A terme, TRACES NT sera interfacé avec le système de dépôt des déclarations en douane (DELTA), permettant aux autorités de contrôle des DDS d’interagir en temps réel avec les autorités douanières en suspendant la mise en libre pratique des produits détectés en amont comme étant à risque.

 

Règles applicables à la mise sur le marché hors import et aux distributions successives des produits sur le marché intérieur :

Les obligations de mise en place d’un « système de diligence raisonnée » et de « déclaration de diligence raisonnée » préalable s’appliquent non seulement à l’import, mais aussi à chaque transformation (ex. : fabrication de chocolat en France à partir du cacao importé) et à chaque revente/ mise à disposition(3) des produits concernés sur le marché intérieur (ex. : distribution du produit fabriqué/ importé en l’état ou après reconditionnement). Les PME pourront être dispensées de ces obligations à conditions de disposer au préalable du numéro de référence de la déclaration de diligence raisonnée (DDS) liée aux produits en cause qui leur aura été fourni par leur fournisseur et de le consigner dans un registre dédié.

 

Règles applicables à l’export :

Les obligations de mise en place d’un « système de diligence raisonnée » et de « déclaration de diligence raisonnée » préalable s’appliquent également à l’export, le numéro de la « déclaration de diligence raisonnée » (DDS) étant à reprendre sur la déclaration en douane d’export.

 

Contrôles et sanctions :

Le contrôle de l’application de la réglementation « zéro déforestation » sera confié aux autorités douanières des États membres, qui agiront de concert avec les autorités compétentes pour connaitre de l’état du risque de déforestation (inspecteurs rattachés au Ministère de la Transition écologique et de la cohésion des territoires et au Ministère de l’Agriculture et de la souveraineté alimentaire).

Le non-respect du règlement RBUE est actuellement constitutif d’un délit de droit commun puni de deux ans d’emprisonnement et de 100 000 € d’amende (article 76 de la loi n°2014-1177 du 13 octobre 2014), mais aussi d’un délit douanier d’importation/ d’exportation de marchandises prohibées passible d’un emprisonnement de cinq ans et d’une peine d’amende (articles 414 et 414-2 du code des douanes).

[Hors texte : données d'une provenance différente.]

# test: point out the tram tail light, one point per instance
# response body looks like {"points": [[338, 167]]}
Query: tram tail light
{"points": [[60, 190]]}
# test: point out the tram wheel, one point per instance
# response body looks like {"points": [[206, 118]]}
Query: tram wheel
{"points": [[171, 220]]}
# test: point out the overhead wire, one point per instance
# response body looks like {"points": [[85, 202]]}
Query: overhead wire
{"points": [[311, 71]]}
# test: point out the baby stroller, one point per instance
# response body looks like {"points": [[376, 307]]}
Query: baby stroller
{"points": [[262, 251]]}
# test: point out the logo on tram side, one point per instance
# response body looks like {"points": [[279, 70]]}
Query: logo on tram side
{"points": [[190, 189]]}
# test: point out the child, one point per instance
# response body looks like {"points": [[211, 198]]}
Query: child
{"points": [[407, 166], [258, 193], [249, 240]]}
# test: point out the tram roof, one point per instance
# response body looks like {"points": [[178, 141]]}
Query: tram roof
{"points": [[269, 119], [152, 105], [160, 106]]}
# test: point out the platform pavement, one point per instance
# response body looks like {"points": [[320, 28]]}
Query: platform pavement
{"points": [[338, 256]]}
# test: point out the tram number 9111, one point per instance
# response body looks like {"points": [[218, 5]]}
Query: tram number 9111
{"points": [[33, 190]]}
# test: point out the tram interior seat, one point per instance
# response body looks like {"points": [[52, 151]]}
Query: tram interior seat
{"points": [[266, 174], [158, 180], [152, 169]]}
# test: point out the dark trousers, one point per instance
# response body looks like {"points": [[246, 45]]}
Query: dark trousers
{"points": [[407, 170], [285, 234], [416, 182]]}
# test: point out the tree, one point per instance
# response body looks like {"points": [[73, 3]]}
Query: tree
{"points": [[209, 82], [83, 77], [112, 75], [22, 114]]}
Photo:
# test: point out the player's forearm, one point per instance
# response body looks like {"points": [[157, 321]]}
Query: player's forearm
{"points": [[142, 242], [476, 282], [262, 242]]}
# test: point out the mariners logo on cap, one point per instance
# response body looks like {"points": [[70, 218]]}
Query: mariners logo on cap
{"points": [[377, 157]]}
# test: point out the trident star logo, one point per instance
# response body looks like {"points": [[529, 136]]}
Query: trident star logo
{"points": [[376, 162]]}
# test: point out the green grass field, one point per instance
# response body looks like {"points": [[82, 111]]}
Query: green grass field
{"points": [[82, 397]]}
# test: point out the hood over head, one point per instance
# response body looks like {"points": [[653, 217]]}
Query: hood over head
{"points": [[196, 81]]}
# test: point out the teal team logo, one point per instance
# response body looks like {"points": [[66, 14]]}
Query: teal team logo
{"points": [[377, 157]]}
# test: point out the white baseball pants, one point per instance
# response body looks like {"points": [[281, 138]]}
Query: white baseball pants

Ces sanctions vont certainement évoluer car le règlement appelle les États membres à les durcir davantage. Ainsi, pour une personne morale, le montant maximal de l’amende devra être porté à 4 % de son chiffre d’affaires annuel européen, et être majoré, si nécessaire, pour anéantir l’avantage économique retiré de l’infraction.

 

Calendrier d’entrée en vigueur :

Le règlement 2023/1115 entrera en vigueur le 30 décembre 2024 (29 juin 2025 pour les PME) et s’appliquera aux produits fabriqués à partir du 29 juin 2023. Ceci laisse aux opérateurs encore en tout petit peu de temps pour s’organiser en s’équipant d’un système de gestion de la traçabilité de leurs produits/matières premières et en modifiant, si besoin, leurs canaux d’approvisionnement.

 

 

(1) Si l’importateur au sens douanier du terme n’est pas établis dans l’UE, la responsabilité de mise en place du « système de diligence raisonnée » et de dépôt de la « déclaration de diligence raisonnée » incombera à la première personne physique ou morale établie dans l’UE qui mettra ces produits à disposition sur le marché européen.

(2) L’évaluation des risques devra être documentée et réexaminée au moins une fois par an, ainsi qu’à chaque fois que sera découverte une circonstance susceptible d’influencer le résultat de l’évaluation effectuée. Les données d’analyse seront à conserver pendant cinq ans. Un rapport annuel résumant les diligences déployées sera également à mettre en ligne.

(3) Y compris toute distribution gratuite, du moment où elle intervient dans le cadre d’une activité commerciale.